Adanya program transmigrasi yang ditetapkan pemerintah dan menimbulkan kecemburuan penduduk
setempat karena tunjangan yang cukup besar untuk para transmigran pada tahun – tahun pertamanya.
Segala kelebihan dan kekurangan dalam sistem pemerintahan orde baru tersebut membuat masyarakat
yang awalnya merasa nyaman mulai terusik, terutama karena berbagai penyimpangan sistem
pemerintahan yang terjadi dan ketidak bebasan mengungkapkan pendapat. Tuntutan akan perubahan
kepemimpinan dan sistem pemerintahan mulai mengemuka. Terlebih lagi saat itu imbas dari krisis
ekonomi Asia juga mempengaruhi Indonesia.
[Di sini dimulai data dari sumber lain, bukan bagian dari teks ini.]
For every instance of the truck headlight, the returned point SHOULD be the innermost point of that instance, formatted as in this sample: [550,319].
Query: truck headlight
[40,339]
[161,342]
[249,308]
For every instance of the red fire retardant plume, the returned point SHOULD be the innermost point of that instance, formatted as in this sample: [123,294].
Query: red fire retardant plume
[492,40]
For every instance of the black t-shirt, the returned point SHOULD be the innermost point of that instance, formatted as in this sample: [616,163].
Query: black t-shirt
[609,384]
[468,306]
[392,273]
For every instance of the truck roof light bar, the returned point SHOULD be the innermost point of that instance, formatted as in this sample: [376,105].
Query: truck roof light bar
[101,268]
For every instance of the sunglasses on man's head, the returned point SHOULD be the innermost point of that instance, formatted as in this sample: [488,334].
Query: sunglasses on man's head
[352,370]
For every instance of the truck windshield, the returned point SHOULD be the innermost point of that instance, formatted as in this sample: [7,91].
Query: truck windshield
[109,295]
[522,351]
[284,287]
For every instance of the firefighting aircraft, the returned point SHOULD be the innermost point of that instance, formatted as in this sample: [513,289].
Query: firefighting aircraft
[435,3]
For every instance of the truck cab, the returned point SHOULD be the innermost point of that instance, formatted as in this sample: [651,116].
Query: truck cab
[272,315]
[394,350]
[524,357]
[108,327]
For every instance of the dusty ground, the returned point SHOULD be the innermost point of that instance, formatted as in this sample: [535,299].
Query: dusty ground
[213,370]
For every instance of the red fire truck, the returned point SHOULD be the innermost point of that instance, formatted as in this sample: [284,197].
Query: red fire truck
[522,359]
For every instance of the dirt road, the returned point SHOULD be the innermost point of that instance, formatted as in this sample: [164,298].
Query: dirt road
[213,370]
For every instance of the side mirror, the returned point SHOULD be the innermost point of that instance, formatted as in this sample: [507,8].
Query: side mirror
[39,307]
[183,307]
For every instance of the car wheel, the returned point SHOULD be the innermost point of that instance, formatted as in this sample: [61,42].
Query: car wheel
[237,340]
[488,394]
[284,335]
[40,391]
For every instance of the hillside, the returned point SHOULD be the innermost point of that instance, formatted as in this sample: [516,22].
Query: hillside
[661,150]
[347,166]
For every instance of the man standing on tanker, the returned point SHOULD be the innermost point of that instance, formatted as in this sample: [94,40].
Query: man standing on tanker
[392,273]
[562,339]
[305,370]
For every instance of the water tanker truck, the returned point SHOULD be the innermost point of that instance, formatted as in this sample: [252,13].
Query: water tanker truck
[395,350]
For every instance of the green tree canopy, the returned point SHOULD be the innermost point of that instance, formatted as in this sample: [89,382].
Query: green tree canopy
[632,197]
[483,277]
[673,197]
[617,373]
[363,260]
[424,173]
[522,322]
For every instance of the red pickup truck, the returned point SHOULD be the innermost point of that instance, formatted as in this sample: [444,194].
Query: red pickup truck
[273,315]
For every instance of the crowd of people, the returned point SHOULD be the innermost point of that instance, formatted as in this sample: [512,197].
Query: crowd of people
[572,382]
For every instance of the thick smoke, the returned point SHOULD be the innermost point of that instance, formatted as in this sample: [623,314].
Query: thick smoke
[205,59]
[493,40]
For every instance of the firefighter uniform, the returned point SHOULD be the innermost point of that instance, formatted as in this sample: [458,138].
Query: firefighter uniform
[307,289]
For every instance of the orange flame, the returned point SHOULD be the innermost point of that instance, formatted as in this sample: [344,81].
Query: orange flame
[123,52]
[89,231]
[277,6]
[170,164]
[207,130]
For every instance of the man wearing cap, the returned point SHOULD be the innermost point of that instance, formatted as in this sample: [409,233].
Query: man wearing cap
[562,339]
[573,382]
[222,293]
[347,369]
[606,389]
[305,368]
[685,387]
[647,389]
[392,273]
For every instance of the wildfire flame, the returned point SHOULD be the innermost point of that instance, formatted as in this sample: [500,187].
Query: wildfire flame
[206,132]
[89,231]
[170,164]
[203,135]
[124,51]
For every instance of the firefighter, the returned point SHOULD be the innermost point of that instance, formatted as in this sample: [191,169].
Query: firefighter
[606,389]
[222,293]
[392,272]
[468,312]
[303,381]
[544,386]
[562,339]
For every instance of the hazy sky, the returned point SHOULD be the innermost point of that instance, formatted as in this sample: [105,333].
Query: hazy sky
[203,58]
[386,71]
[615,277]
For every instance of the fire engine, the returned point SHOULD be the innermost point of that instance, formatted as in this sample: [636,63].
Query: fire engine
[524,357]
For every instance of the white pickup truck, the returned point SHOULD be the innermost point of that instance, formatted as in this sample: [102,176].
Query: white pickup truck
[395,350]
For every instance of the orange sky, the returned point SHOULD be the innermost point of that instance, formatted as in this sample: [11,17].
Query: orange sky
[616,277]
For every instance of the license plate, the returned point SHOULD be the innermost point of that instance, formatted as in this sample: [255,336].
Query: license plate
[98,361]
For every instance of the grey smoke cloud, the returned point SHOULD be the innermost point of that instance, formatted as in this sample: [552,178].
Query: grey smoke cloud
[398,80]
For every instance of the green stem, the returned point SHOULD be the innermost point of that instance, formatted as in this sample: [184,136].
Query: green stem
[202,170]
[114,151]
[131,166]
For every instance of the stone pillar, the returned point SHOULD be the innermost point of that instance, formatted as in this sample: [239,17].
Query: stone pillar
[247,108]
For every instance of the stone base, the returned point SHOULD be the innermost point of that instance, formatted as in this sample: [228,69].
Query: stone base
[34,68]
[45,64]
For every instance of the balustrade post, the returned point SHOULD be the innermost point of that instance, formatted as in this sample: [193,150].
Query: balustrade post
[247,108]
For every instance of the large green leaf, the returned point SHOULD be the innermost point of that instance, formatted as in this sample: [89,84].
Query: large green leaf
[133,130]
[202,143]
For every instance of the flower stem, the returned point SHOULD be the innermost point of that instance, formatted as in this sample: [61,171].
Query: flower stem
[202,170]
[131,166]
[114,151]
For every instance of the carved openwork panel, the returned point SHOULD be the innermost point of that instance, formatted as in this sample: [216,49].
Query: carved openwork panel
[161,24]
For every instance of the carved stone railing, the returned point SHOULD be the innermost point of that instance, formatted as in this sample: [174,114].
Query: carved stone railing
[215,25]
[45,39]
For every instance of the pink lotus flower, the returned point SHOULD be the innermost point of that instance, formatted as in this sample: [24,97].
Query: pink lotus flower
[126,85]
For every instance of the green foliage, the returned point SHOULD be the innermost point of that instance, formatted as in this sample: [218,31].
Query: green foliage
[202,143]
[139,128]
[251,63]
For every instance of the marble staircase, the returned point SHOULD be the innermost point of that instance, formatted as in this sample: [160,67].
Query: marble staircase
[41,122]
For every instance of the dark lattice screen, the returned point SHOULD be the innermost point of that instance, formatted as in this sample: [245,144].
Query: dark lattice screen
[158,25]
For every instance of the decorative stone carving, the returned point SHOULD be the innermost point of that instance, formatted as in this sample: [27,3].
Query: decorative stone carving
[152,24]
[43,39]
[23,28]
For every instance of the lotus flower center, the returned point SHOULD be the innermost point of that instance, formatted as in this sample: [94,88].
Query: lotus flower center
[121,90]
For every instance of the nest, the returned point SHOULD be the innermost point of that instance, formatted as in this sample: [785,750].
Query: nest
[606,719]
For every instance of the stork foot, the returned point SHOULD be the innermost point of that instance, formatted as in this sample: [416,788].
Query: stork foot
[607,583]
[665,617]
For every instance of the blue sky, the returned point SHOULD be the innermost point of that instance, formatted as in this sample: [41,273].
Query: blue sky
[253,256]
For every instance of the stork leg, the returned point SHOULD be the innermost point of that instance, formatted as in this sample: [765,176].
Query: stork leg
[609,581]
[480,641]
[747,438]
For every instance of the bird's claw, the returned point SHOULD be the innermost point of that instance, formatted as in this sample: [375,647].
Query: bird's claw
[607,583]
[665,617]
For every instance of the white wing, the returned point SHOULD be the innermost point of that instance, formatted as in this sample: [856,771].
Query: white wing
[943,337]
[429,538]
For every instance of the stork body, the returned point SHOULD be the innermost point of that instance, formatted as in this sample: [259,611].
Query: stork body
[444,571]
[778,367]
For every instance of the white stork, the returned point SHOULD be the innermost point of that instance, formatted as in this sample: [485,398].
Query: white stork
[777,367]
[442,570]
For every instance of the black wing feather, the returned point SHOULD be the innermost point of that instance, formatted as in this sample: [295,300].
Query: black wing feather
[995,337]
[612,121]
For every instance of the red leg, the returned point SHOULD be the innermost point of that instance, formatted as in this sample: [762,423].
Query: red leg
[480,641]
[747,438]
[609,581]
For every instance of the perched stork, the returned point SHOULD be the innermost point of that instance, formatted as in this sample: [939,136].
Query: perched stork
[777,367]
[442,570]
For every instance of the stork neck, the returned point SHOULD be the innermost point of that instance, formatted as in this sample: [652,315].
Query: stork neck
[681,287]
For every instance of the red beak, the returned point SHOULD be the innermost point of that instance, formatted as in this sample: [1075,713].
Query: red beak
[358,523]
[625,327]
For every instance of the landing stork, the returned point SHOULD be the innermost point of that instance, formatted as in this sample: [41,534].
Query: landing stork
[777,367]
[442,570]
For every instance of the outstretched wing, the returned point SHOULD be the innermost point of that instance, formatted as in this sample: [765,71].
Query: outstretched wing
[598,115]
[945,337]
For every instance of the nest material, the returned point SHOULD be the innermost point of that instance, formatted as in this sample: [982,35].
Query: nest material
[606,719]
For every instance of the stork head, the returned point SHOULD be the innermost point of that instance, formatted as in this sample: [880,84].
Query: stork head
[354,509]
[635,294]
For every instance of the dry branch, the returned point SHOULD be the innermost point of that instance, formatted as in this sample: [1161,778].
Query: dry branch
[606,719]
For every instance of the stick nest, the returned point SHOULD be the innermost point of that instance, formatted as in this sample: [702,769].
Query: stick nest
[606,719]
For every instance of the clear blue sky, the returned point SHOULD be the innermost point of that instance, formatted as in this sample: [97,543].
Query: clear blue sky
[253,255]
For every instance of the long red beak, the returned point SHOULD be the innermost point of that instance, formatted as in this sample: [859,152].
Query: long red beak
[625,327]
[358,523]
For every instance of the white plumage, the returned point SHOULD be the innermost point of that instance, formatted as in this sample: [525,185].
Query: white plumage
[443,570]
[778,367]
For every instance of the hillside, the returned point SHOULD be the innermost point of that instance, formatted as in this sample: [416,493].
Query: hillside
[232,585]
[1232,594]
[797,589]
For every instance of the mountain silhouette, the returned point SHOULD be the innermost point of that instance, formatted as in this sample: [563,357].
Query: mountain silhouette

Berbagai demonstrasi dan tuntutan pun terus bergulir hingga menyebabkan korban tragedi trisakti 1998
sejumlah empat orang mahasiswa yang berdemonstrasi menuntut kemunduran Presiden Soeharto.
Peristiwa itu dikenal dengan sejarah peristiwa Trisakti yang akhirnya menyebabkan kerusuhan Mei 1998
yang berbau SARA. Akhirnya Presiden Soeharto mengundurkan diri setelah rentetan kejadian tersebut,
dan Indonesia memasuki era Reformasi dalam pemerintahan.
Soeharto terpilih kembali sebagai Presiden pada Sidang Umum MPR pada Maret 1998.
Tetapi penyimpangan-penyimpangan pada masa pemerintahan Orde Baru membawa Indonesia pada
krisis multidimensi, diawali krisis moneter yang tidak kunjung reda.
Krisis moneter membawa akibat terjadinya krisis politik, di mana tingkat kepercayaan rakyat terhadap
pemerintah begitu kecil.
Dari dunia internasional, terutama Amerika Serikat, secara terbuka meminta Soeharto mundur dari
jabatannya sebagai Presiden.
Dari dalam negeri, timbul gerakan massa yang dimotori oleh mahasiswa turun ke jalan menuntut
Soeharto lengser dari jabatannya.
Lengsernya Soeharto
Tekanan massa mencapai puncaknya ketika sekitar 15.000 mahasiswa mengambil alih Gedung
DPR/MPR. Akibatnya proses politik nasional praktis lumpuh.
Soeharto ingin menyelamatkan kursi kepresidenan dengan menawarkan berbagai langkah. Seperti
perombakan (reshuffle) kabinet dan membentuk Dewan Reformasi.
Tetapi pada akhirnya Presiden Soeharto tidak punya pilihan lain kecuali mundur dari jabatannya.
Presiden Soeharto pada 21 Mei 1998 di Istana Merdeka menyatakan berhenti sebagai Presiden.
Dengan menggunakan UUD 1945 pasal 8, Soeharto segera mengatur agar Wakil Presiden Habibie
disumpah sebagai penggantinya di hadapan Mahkamah Agung.
Karena DPR tidak dapat berfungsi akibat mahasiswa mengambil alih gedung DPR.
Kepemimpinan Indonesia segera beralih dari Soeharto ke BJ Habibie. Hal ini merupakan jalan baru demi
terbukanya proses demokratisasi di Indonesia.